Sebelumnya, Bawaslu Sumut menjelaskan perihal dugaan kecurangan pemilu dengan politik uang di Kota Sibolga, Rabu (14/2/2024). Orang yang ditangkap berinisial PR (38), warga Kecamatan Sibolgasambas.
Dalam kronologi kejadian tersebut, terdapat 3 orang masyarakat yang lebih dahulu mengetahui kejadian tersebut dan saat ini menjadi saksi dan pelaku dibawa ke kantor Bawaslu Sibolga. Saat ini PR tengah diperiksa di Bawaslu Kota Sibolga.

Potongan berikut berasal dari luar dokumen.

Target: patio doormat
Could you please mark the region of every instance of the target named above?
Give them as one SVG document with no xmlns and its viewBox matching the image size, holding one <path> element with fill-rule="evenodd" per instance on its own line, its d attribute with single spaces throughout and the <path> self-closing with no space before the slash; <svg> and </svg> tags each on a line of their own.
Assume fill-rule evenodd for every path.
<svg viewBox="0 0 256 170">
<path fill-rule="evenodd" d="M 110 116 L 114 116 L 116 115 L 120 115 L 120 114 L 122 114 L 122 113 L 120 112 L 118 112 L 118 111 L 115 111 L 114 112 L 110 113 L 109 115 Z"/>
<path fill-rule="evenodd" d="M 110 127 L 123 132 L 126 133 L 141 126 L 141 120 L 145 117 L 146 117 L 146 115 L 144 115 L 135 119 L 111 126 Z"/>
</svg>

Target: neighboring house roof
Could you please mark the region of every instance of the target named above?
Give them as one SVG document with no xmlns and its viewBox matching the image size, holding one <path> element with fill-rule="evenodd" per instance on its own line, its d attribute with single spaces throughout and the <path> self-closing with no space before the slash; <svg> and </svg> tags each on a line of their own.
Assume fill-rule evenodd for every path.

“Jadi, pelaku pada saat sedang menyerahkan uang kepada pemilik di rumah bersangkutan dengan memperagakan bagaimana mencoblos di hari H,” ujar Koordinator Divisi Penanganan Pelanggaran, Johan Alamsyah saat konprensi pers pada Selasa (13/2/2024) petang.